Ash Wednesday is coming this week, which heralds the season of Lent. Since we celebrate according to the traditional calendar, we have already begun some of our Lenten observances. Traditionally, the "Lenten cycle" begins a bit before Ash Wednesday with the season called Septuagesima. This season is composed of three weeks: Sepusagesima (referring to it's falling roughly 70 days before Easter), Sexagesima ("60 days"), and Quinquagesima ("50 days"--the Sunday before Ash Wednesday). These three weeks mark a transition toward the penitential season to come. At Mass, the Alleluia and Gloria are already skipped, and the liturgical color has already changed to violet. But the tone is not yet somber--it gives us time to consider our penances and to prepare our minds and hearts toward Our Lord and His Passion. And for the home-educating mother, it gives us time to bake our salt-dough-crown of thorns and figure out where we stored the Stations of the Cross box from last year. ;)
There are plenty of lovely websites detailing the many ways this holy season can be made real for little ones, so I'll just share briefly how we'll be marking our Lenten journey. (You can see last year's plans here. You'll see they're much the same as this year's plans. I love that I don't have to reinvent everything with each new year now that we have family traditions in place!)
:: Burying the Alleluia. I just love this tradition. At our old parish, they actually did bury it--right outside the chapel in the garden, following the Septuagesima liturgy. At our home, I just tuck our adorned Alleluias into a box. The box gets put away, then wrapped and placed on our Easter breakfast table. The children open it on Easter morning and process with their Alleluias around the house before hanging them on our home altar. It's quite festive. :)
:: Lenten Reading. I'll be slowly reading Inos Biffi's The Way of the Cross with the children this Lent. I personally am looking forward to reading I Believe In Love and Sermons of St. Francis de Sales of Lent. My children will go through a spiritual book of their choice--I think they'll be trading off with King of the Golden City. We'll also be revisiting Jenn's "Lent: A Thought a Day" once again this year. It makes a perfect Lenten addition to our Morning Basket. (As does this calendar, a favorite with my children every year!)
:: Memory Work. As during Advent, our memory work takes on a Lenten transformation. Last year, we learned "O Sacred Head Surrounded" and the Prayer Before a Crucifix. This year, we'll be learning the Stabat Mater in Latin and English and the De Profundis (Psalm 129) in English.
:: Stations of the Cross.

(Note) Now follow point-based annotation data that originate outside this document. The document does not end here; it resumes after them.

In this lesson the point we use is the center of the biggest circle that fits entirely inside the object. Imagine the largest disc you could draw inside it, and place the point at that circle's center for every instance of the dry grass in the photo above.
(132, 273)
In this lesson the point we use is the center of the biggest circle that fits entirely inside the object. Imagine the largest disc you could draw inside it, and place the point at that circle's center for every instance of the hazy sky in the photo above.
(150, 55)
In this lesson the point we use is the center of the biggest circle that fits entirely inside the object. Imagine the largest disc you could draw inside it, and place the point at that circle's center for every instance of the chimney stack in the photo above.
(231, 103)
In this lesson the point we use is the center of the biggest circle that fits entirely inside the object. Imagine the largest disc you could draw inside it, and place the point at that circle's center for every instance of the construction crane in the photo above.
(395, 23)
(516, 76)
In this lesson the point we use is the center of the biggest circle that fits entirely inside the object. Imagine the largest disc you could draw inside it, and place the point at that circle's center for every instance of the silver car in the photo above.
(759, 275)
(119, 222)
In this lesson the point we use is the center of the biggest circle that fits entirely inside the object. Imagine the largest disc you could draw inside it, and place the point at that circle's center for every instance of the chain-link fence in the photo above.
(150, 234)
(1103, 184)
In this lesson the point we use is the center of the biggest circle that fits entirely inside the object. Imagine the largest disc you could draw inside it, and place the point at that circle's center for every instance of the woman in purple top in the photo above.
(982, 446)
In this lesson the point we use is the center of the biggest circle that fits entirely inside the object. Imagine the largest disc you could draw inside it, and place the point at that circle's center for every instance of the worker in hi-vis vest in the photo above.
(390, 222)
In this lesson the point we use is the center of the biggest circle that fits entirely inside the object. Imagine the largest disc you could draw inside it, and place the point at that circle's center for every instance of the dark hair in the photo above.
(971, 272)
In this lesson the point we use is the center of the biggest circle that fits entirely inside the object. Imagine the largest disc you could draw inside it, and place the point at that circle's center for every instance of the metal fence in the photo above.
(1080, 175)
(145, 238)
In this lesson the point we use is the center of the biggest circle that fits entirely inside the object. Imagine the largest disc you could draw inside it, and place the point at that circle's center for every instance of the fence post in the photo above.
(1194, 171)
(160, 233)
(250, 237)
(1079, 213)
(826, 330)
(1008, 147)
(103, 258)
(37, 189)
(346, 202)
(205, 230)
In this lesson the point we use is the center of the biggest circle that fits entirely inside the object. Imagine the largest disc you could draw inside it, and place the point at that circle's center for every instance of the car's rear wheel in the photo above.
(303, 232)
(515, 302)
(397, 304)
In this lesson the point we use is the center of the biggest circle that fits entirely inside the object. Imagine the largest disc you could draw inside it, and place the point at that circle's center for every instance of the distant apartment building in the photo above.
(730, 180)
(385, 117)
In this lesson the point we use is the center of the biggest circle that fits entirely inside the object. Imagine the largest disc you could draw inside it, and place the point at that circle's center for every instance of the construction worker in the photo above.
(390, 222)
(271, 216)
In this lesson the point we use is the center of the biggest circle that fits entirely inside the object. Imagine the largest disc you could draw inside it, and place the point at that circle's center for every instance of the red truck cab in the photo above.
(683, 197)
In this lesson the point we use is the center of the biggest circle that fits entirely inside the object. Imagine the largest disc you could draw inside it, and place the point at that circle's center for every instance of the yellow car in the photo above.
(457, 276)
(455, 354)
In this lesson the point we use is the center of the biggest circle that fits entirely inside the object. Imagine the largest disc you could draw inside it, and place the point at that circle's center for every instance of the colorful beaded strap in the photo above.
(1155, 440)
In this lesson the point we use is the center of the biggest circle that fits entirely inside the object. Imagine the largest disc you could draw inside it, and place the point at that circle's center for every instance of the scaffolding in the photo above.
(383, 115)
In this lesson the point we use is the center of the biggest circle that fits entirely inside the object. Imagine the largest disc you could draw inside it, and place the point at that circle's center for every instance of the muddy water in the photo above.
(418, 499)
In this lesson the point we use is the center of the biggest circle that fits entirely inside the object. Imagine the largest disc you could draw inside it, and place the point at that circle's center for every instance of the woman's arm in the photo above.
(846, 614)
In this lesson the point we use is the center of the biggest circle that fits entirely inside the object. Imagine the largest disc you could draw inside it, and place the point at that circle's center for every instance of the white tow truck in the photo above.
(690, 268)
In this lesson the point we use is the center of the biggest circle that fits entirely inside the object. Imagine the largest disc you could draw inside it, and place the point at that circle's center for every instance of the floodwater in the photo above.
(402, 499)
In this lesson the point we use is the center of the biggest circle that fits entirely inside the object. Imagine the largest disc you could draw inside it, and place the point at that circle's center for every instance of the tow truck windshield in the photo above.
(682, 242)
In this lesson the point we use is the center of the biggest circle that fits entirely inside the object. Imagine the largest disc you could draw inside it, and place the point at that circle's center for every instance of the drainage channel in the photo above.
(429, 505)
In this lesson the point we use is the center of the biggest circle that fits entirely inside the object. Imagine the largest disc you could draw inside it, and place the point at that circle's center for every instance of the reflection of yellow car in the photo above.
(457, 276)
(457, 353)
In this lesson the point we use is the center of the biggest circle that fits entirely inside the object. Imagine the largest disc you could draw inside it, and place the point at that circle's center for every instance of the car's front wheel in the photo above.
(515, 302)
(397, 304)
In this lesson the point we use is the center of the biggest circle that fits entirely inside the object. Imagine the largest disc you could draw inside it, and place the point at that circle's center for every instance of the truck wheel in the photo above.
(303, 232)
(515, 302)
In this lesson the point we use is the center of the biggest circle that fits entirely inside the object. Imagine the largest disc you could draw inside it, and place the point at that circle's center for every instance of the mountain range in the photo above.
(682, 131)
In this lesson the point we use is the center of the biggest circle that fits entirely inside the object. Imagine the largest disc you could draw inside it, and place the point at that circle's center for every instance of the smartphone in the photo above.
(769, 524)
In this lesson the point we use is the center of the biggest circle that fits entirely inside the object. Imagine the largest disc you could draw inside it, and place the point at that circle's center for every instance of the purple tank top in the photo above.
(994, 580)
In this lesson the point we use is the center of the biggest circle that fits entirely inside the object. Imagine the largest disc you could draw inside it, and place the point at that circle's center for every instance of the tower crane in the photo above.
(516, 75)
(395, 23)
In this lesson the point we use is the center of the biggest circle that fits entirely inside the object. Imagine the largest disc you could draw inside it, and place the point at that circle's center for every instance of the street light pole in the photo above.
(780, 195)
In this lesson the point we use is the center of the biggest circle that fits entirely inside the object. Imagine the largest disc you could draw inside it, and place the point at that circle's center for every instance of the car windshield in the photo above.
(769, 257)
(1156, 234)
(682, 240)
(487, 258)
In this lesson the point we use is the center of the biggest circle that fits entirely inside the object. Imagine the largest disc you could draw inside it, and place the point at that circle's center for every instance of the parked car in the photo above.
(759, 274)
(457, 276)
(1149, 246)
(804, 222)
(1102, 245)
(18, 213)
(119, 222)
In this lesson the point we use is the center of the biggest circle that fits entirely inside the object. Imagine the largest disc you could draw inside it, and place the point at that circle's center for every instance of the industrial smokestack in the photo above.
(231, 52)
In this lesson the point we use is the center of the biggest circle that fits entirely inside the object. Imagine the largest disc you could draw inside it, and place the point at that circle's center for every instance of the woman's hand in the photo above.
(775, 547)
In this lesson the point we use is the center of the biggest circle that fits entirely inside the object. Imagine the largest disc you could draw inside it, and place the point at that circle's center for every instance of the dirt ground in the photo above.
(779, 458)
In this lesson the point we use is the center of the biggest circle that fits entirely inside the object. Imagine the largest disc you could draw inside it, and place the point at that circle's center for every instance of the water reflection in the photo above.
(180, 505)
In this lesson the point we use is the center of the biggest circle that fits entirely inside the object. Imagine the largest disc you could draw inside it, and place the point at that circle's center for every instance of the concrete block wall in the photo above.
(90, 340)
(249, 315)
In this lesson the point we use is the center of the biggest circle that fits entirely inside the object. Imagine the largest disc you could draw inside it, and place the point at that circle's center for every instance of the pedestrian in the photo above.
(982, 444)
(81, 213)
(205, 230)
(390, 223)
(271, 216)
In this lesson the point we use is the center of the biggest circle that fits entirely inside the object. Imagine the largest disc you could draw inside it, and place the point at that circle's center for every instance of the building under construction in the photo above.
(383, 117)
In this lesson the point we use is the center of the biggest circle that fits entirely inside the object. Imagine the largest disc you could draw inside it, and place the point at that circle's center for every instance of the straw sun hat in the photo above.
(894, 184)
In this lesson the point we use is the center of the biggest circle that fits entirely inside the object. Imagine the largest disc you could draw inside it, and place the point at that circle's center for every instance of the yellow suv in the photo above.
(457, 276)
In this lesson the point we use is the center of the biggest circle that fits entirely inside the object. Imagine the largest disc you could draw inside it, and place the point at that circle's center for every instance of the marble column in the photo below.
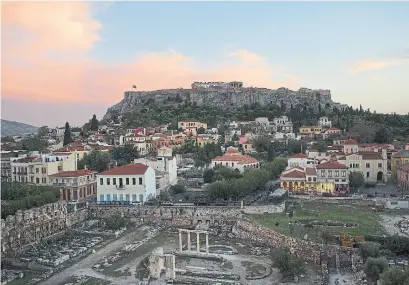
(188, 240)
(180, 242)
(197, 242)
(207, 243)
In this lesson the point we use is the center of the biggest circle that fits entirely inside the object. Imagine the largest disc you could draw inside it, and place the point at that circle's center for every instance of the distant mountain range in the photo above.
(11, 128)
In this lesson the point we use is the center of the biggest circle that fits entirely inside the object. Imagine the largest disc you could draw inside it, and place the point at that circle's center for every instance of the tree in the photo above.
(67, 134)
(374, 267)
(382, 135)
(395, 276)
(97, 160)
(178, 188)
(35, 143)
(208, 176)
(369, 249)
(201, 130)
(94, 123)
(356, 180)
(288, 264)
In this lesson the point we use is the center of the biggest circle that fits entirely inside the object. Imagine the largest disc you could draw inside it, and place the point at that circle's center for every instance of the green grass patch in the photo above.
(367, 219)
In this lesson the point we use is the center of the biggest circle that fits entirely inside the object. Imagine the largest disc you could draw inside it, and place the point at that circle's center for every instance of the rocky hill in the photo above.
(222, 97)
(11, 128)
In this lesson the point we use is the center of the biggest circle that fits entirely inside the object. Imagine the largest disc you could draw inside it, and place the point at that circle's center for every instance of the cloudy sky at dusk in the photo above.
(64, 61)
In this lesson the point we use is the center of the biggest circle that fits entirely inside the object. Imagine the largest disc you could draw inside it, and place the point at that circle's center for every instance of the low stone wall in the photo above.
(334, 256)
(29, 226)
(270, 209)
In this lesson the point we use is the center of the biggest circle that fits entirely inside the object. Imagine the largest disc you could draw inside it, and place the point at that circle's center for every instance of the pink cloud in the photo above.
(48, 60)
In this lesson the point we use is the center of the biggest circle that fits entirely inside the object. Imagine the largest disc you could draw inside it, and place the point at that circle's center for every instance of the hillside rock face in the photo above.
(223, 97)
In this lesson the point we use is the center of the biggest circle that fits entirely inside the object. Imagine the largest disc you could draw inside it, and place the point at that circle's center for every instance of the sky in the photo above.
(65, 61)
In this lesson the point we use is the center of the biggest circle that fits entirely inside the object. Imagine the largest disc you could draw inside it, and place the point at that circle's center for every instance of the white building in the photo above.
(235, 160)
(131, 182)
(324, 122)
(165, 167)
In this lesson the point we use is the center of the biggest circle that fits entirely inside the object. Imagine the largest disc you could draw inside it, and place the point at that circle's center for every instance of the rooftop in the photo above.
(331, 165)
(129, 169)
(76, 173)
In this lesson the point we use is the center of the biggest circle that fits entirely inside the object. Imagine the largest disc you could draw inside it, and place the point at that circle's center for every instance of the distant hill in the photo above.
(11, 128)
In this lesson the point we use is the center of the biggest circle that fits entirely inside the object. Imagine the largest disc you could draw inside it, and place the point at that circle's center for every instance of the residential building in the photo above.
(36, 168)
(334, 173)
(399, 158)
(191, 126)
(402, 178)
(202, 140)
(310, 130)
(130, 183)
(324, 122)
(300, 160)
(235, 160)
(75, 185)
(164, 165)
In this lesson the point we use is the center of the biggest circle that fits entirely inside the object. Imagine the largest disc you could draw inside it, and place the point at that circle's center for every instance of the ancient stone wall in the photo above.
(332, 255)
(224, 97)
(29, 226)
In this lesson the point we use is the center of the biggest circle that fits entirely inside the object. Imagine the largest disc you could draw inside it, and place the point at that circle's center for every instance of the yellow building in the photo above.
(399, 158)
(202, 140)
(309, 130)
(191, 126)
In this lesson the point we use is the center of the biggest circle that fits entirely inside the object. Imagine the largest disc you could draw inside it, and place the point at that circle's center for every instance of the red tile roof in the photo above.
(299, 155)
(350, 142)
(331, 165)
(76, 173)
(293, 174)
(129, 169)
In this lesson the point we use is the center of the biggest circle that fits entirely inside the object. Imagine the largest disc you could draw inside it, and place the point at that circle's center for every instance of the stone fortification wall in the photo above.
(176, 216)
(223, 97)
(29, 226)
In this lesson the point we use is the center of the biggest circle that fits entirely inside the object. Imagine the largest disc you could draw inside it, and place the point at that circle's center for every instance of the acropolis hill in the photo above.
(226, 94)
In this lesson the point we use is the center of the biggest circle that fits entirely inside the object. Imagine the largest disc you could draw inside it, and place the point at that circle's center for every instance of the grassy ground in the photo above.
(368, 220)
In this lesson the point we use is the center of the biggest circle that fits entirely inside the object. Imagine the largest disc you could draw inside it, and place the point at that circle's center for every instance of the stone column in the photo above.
(188, 240)
(198, 242)
(180, 241)
(207, 243)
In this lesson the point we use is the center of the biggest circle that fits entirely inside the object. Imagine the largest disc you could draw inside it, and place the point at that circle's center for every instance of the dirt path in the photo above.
(84, 266)
(389, 221)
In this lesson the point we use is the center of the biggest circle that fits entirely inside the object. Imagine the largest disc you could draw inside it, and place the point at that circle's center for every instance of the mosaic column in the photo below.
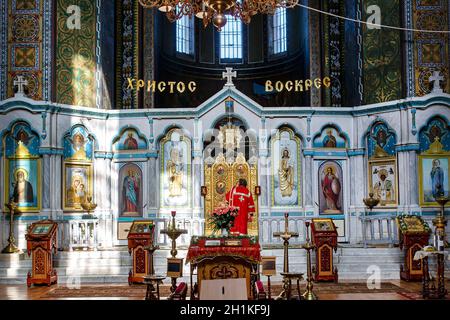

I think most Catholic families would consider this an essential part of Lenten Fridays. I like to pray the Stations with our Stations box, which has been a big hit with all my children. We use the meditations from a couple vintage pamphlets I picked up that are the very same as the ones Jenn has shared. They are truly lovely.
:: Crown of Thorns. This is a wonderful tangible analogy for sacrifice--as we remove a thorn from Our Lord's crown with each sacrifice we make, so our good deeds bring comfort to Our Lord's Heart in His Passion. We did a personal one for each of the children last year and they really enjoyed it, so we'll be doing that again this time around.
:: Fasting and Sacrifices. We all have special sacrifices we're offering up in the hope of drawing closer to Our Lord during these forty days by entering into a "desert" as He did.
These traditions will carry us through the next few weeks until we get to Holy Week, which has a beautiful set of traditions of its own.
Wishing you a blessed start to Lent!